Have you ever felt completely drained? Exhausted even? Apparently we require seven to eight hours of sleep a night. Fair enough, but there have been many occasions when I’ve gotten six hours of sleep and felt significantly better than I did when I only got eight. Why?
I recently attended a seminar about mindful eating. The nutritionist told us that when you commit to chewing your food into a paste (he recommended 20-25 times), you leave your digestion system with less work. That means that your energy can be allocated somewhere else. I think the same thing happens with fear. When you put all of your energy towards suppression, there’s little left over for creation.
“Performance Improves when you take the pressure off yourself”
– Robert K. Cooper
Being creative and taking risks – that all takes energy. If you stopped putting energy into comparison and fear, wouldn’t that leave energy for growth? Energy for play? Energy for discovery? Even scarier, perhaps this pressure has the ability to numb any natural gifts that you shouldn’t have to work for anyway. Perhaps pressure is the greatest enemy to natural talent. Some of my greatest discoveries and creations have occurred in the absence of any obsessive preparation or hours spent staring at a blinking cursor. Taking the pressure off yourself also involves believing in yourself, and for some reason this often feels like the hardest thing in the world to do.
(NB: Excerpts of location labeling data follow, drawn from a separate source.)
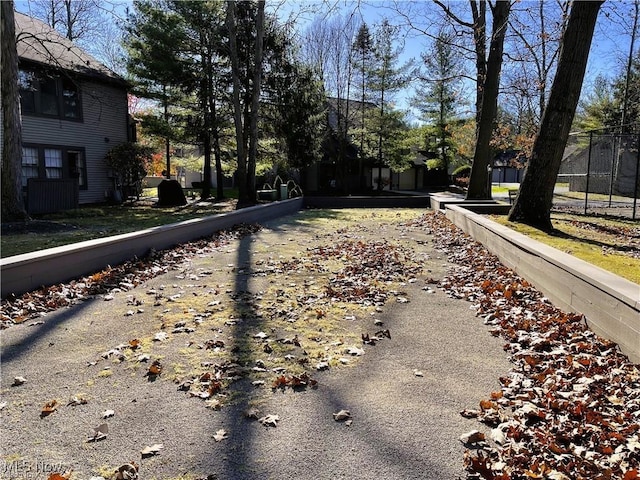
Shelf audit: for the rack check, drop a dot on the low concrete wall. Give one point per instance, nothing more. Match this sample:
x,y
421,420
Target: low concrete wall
x,y
610,303
382,201
24,273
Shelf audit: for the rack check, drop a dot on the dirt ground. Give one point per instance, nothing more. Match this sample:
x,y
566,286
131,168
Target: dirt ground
x,y
237,364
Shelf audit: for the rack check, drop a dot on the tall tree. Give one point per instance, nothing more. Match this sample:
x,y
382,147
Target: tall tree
x,y
363,57
328,48
438,95
154,41
479,186
537,28
535,198
12,203
246,28
387,78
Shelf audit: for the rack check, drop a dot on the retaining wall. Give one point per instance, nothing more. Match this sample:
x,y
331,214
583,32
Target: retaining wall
x,y
610,303
30,271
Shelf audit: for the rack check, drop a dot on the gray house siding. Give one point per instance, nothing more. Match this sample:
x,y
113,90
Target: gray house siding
x,y
104,125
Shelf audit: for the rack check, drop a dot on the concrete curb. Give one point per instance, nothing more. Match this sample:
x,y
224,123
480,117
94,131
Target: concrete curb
x,y
30,271
610,303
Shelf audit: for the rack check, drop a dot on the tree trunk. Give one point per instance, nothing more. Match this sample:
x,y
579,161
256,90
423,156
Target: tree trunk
x,y
535,198
12,202
479,14
255,101
479,181
243,195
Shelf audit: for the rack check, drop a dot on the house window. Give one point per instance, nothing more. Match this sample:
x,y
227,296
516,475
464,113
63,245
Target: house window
x,y
29,164
50,96
54,162
77,167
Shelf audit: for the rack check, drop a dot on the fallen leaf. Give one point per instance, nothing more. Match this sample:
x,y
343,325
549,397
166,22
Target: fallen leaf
x,y
60,476
322,366
355,351
149,451
99,433
128,471
49,408
252,413
214,404
75,401
474,436
269,420
155,368
220,435
160,337
342,415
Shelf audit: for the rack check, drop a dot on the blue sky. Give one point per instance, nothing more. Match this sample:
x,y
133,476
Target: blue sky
x,y
610,44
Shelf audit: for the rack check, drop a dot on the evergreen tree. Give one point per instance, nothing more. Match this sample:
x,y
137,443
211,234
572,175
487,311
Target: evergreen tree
x,y
154,43
387,78
362,60
438,94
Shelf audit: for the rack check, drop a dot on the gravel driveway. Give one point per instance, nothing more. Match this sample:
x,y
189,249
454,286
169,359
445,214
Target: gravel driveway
x,y
404,394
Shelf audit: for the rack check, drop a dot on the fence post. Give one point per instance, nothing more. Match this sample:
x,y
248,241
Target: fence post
x,y
635,187
615,154
586,188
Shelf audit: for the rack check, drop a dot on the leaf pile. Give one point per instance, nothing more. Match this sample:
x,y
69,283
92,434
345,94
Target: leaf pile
x,y
124,277
570,408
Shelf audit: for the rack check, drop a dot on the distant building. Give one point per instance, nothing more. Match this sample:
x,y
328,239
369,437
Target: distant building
x,y
74,109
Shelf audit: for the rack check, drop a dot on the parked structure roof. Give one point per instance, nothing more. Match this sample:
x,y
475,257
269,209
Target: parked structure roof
x,y
38,42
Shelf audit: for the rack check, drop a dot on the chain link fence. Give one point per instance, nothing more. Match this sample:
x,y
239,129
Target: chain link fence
x,y
600,173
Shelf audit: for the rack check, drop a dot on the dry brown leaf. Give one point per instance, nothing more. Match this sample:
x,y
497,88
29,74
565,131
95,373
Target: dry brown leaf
x,y
99,433
149,451
49,408
342,416
60,476
220,435
128,471
155,368
269,420
474,436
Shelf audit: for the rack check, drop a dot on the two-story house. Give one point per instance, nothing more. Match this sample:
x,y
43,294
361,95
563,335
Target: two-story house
x,y
74,109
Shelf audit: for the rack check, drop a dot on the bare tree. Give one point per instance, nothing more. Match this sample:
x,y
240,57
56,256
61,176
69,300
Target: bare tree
x,y
327,46
534,201
12,203
91,24
479,182
533,49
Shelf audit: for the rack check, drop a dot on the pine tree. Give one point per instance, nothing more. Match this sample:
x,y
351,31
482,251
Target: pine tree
x,y
387,78
438,95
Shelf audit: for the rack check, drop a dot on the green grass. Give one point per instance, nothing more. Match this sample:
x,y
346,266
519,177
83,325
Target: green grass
x,y
88,223
592,239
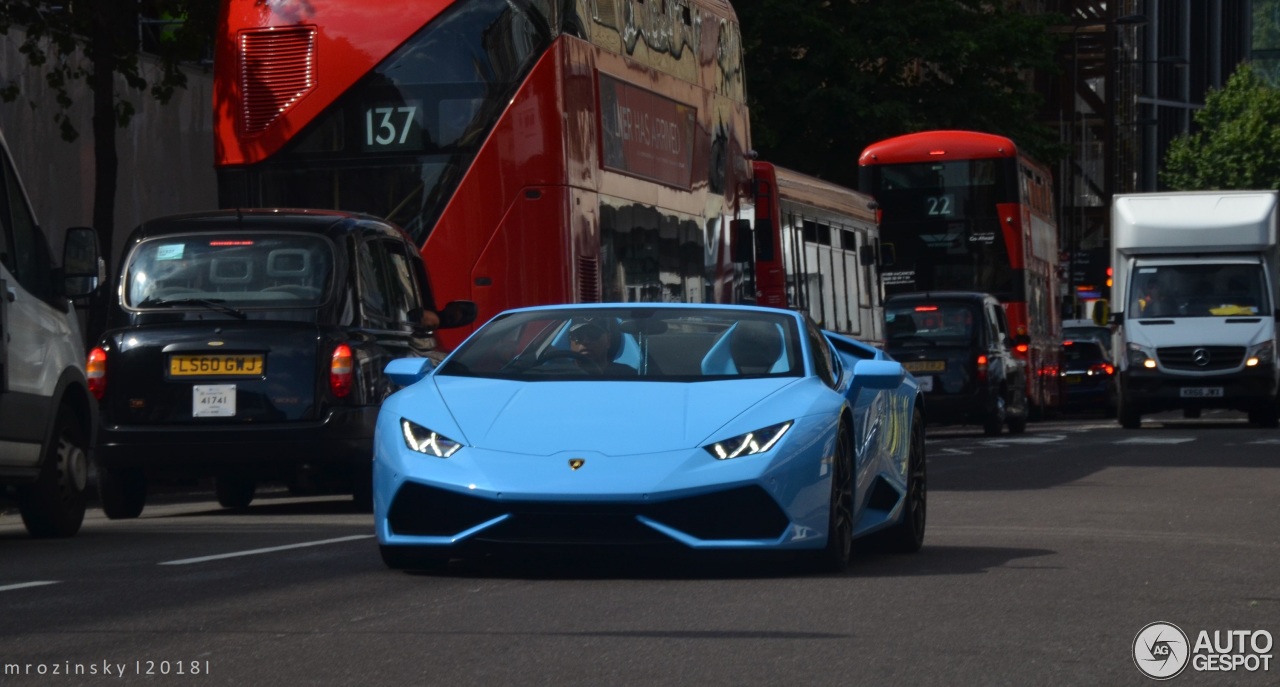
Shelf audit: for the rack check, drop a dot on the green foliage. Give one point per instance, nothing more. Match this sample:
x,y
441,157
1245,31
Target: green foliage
x,y
63,40
1237,142
828,78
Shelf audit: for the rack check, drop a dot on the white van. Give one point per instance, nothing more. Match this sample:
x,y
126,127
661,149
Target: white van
x,y
48,418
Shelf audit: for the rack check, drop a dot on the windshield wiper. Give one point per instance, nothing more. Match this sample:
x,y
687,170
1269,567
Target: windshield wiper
x,y
215,305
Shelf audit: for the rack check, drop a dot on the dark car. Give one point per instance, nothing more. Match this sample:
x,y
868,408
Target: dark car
x,y
958,346
1088,378
250,346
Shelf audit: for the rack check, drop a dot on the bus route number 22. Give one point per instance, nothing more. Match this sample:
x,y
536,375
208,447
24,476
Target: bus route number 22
x,y
938,206
392,128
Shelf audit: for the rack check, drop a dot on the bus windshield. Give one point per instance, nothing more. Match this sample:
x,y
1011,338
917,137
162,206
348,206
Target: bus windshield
x,y
941,229
400,141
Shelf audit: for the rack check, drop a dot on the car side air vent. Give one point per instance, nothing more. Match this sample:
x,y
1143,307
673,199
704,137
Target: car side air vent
x,y
277,69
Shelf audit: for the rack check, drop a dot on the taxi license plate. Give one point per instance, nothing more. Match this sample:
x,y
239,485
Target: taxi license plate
x,y
215,366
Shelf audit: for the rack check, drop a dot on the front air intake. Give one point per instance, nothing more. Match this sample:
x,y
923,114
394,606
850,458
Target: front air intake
x,y
277,69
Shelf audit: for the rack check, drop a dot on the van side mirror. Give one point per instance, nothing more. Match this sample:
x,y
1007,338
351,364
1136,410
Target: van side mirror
x,y
1101,312
82,265
458,314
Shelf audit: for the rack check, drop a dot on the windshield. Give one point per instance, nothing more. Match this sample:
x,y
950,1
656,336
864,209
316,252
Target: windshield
x,y
947,324
1198,291
229,271
400,141
941,227
648,344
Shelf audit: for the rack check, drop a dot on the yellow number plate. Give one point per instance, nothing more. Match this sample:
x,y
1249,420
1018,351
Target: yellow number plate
x,y
215,366
926,366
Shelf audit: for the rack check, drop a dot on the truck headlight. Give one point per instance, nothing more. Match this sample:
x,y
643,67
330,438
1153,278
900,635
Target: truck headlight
x,y
1141,357
1262,353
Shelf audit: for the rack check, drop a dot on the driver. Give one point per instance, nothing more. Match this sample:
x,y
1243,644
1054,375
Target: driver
x,y
597,340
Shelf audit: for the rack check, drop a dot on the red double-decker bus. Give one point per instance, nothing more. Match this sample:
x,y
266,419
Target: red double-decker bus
x,y
538,151
968,211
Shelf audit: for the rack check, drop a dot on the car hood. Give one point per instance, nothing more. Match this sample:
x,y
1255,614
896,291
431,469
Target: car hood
x,y
1165,331
609,417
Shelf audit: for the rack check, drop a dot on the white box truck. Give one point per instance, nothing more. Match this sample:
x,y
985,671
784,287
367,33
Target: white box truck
x,y
48,417
1194,302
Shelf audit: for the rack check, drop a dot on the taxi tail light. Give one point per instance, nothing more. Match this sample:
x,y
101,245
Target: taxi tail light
x,y
342,371
95,371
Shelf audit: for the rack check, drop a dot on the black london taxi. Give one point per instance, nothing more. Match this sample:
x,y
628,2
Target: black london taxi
x,y
959,348
248,346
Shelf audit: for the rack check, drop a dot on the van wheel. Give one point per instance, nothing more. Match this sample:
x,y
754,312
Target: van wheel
x,y
123,491
234,490
54,507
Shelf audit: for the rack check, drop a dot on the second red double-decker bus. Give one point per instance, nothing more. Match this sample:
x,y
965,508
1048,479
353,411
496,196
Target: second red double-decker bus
x,y
968,211
538,151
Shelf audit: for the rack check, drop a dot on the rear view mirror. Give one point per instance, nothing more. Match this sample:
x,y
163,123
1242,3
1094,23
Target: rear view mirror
x,y
1101,312
458,314
82,265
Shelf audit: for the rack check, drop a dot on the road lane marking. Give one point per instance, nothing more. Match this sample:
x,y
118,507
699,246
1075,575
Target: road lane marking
x,y
268,550
24,585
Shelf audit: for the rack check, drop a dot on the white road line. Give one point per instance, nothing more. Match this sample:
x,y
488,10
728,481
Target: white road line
x,y
269,550
24,585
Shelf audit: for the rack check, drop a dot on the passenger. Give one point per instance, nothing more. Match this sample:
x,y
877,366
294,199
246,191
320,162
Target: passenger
x,y
598,340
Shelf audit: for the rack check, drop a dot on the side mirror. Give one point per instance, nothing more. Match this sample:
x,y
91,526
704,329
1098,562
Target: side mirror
x,y
458,314
1101,312
82,265
406,371
744,241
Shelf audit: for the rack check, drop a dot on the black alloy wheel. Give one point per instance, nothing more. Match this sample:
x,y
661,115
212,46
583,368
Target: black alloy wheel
x,y
54,507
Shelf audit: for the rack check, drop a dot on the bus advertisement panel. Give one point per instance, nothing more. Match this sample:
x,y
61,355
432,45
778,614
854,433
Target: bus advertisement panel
x,y
538,152
968,211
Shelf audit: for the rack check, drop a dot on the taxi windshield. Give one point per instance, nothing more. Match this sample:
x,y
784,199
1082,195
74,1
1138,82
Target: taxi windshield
x,y
229,271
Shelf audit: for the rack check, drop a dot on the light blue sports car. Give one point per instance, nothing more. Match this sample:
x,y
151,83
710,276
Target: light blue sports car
x,y
650,426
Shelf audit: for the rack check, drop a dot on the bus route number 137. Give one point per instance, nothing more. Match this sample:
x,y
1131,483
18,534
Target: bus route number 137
x,y
392,128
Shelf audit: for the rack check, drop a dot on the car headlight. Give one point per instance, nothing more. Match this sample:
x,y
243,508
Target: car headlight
x,y
1141,357
750,443
1262,353
424,440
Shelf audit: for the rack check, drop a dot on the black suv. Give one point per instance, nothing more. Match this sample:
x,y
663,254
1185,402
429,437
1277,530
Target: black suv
x,y
958,346
250,346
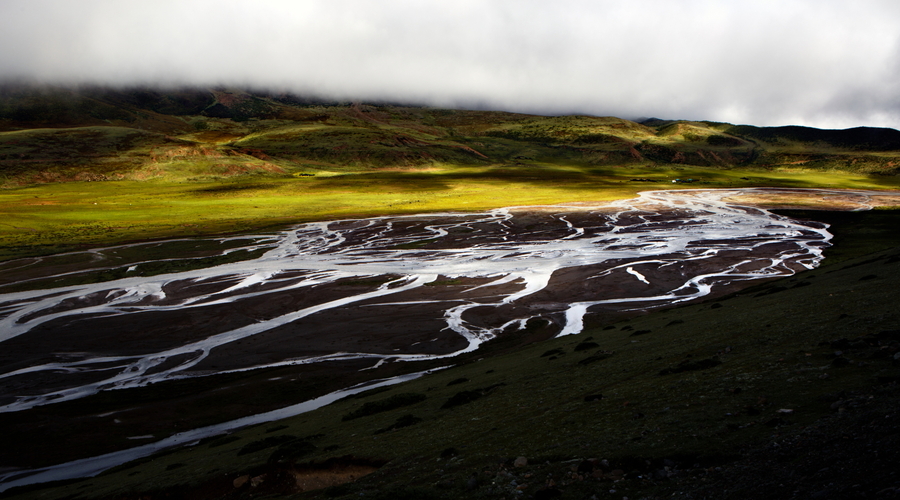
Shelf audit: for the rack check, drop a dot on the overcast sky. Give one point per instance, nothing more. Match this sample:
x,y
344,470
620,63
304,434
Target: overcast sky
x,y
824,63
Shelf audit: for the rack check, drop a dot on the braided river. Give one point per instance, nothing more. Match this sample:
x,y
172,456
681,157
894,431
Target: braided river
x,y
395,289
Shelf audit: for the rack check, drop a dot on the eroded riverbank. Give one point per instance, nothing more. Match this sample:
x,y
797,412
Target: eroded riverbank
x,y
358,294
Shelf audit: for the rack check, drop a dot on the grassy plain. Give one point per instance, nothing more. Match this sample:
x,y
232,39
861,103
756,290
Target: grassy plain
x,y
103,166
140,167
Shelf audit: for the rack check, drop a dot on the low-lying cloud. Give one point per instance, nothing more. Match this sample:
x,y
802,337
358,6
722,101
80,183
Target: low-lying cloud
x,y
822,63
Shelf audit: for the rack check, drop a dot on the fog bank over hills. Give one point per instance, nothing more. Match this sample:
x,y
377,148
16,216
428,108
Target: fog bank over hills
x,y
820,64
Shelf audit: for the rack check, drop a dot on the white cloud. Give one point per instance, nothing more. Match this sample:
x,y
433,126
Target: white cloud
x,y
815,62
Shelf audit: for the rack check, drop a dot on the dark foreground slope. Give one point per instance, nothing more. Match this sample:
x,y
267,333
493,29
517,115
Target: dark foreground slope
x,y
788,389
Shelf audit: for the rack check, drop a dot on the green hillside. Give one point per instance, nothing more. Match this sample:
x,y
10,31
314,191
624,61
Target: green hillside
x,y
95,166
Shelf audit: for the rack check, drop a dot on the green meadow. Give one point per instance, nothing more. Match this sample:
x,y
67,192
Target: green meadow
x,y
696,391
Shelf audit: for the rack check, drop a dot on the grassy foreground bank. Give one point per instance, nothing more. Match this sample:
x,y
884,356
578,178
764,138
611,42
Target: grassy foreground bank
x,y
684,401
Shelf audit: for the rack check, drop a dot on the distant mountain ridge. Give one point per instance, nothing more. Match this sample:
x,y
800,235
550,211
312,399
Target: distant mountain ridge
x,y
304,135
“Learn from yesterday, live for today, hope for tomorrow. The important thing is to stop questioning”
– Albert Einstein
There is most certainly a difference between quality and quantity, and producing quality work doesn’t necessarily correlate with time, blood, sweat and tears. As I move forward in my artistic endeavours one of the biggest things that I’m learning is that sometimes things can just be easy. Also, more importantly, sometimes things can be fun. And when you take the pressure of yourself things can get really fun. I think being a successful artist involves letting go, silencing your inner critic (ie your thoughts) and having fun experimenting with your chosen craft. Art shouldn’t be about trying to be the best. It should be about discovering your voice, experimenting and playing… just like when we were kids.